Embryonic development was assumed to start at the moment of collection of eggs, which were no older than 20 min (at 24°C) since oviposition. It took additional 10–15 min at room temperature to cut the embryos off the seeds and soak them in bleach prior to fixation when development was assumed to stop. These sources of observational error could have affected the estimated development times, but likely negligibly. The number of embryos per group was not controlled; however, as C. maculatus eggs are laid singly and the species is not gregarious, it seems unlikely that neighboring embryos could somehow affect each other’s development. Another source of uncertainty, specific to this study, is that durations of embryonic stages were obtained by subtraction of one estimated transition time from the other with both estimates being prone to measurement error. Certainly, observations in vivo, especially unintermittent ones, can provide more robust estimates of transition times, but this method is not without its own challenges [34] and difficult to apply to colorless, nontransparent or firmly attached embryos.
The five experimental temperature regimens used in this study were chosen after reviewing the published evidence (Additional file 5) and were anticipated to fit within the linear region of the thermal reaction norm. Visual inspection of thermal reaction norms for blastoderm cleavages (Fig. 3a), hatching (Fig. 3c), and total embryogenesis (Fig. 3d) suggests that data points at 32°C deviate from a linear relationship, possibly indicative of a nonlinear response – however, as no data is available for still higher temperatures, this deviation cannot be distinguished from experimental ‘noise’ and it seems best to stick to more conservative estimates provided by a simpler (i.e., linear) model. As even slight shifts in the position of data points may significantly affect the LTT value, due to the extrapolated nature of the latter, the credibility of the LTT estimate is highest when R2 is as close to 1 as possible.

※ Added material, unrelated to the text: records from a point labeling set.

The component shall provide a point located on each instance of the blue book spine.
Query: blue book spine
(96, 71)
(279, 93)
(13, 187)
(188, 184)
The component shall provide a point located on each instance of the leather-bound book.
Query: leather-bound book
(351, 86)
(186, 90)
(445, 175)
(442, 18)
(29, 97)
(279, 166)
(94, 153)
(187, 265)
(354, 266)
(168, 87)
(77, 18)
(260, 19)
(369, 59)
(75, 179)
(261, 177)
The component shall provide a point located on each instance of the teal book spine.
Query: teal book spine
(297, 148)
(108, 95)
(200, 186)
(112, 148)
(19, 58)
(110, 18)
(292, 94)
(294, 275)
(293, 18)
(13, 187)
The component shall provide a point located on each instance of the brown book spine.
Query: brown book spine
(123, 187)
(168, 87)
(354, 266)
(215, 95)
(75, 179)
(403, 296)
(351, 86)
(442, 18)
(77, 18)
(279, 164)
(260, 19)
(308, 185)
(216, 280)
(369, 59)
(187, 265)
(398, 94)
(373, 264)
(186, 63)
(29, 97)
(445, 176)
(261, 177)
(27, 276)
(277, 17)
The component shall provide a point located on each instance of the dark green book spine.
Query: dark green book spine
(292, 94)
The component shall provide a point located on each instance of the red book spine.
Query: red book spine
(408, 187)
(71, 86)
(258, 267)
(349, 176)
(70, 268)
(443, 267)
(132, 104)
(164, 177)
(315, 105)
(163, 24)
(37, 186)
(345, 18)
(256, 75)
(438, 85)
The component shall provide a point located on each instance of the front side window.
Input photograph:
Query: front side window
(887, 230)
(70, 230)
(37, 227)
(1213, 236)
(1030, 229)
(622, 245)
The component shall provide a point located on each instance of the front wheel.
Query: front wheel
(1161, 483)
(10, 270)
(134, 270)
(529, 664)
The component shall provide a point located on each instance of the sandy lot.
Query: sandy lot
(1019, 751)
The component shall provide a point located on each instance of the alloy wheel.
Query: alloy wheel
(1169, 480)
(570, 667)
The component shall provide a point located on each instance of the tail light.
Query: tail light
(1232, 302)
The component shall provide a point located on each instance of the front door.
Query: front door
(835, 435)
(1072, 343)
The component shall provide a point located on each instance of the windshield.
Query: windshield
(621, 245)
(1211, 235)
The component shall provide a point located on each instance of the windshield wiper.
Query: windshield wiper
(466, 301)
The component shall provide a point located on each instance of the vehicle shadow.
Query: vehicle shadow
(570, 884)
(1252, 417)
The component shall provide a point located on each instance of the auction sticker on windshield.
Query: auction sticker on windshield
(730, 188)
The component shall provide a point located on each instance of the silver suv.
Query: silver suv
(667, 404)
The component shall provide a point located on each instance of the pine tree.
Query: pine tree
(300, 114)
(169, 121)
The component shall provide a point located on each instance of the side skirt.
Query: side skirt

Semidestructive sampling of postembryonic stages may have affected development time but this seems unlikely, at least for larvae and pupae, given the 100% survival rates and the similarity of estimated total development times to previous measurements from the literature (Additional file 5). However, there was a small fraction of adults, mostly at higher rearing temperatures, that emerged one or two days after eclosion (Fig. 4c), which may have been triggered by the presence of an artificial incision in the seed coat. These outliers were eventually retained in the final dataset as their inclusion did not affect the shape of the temperature response.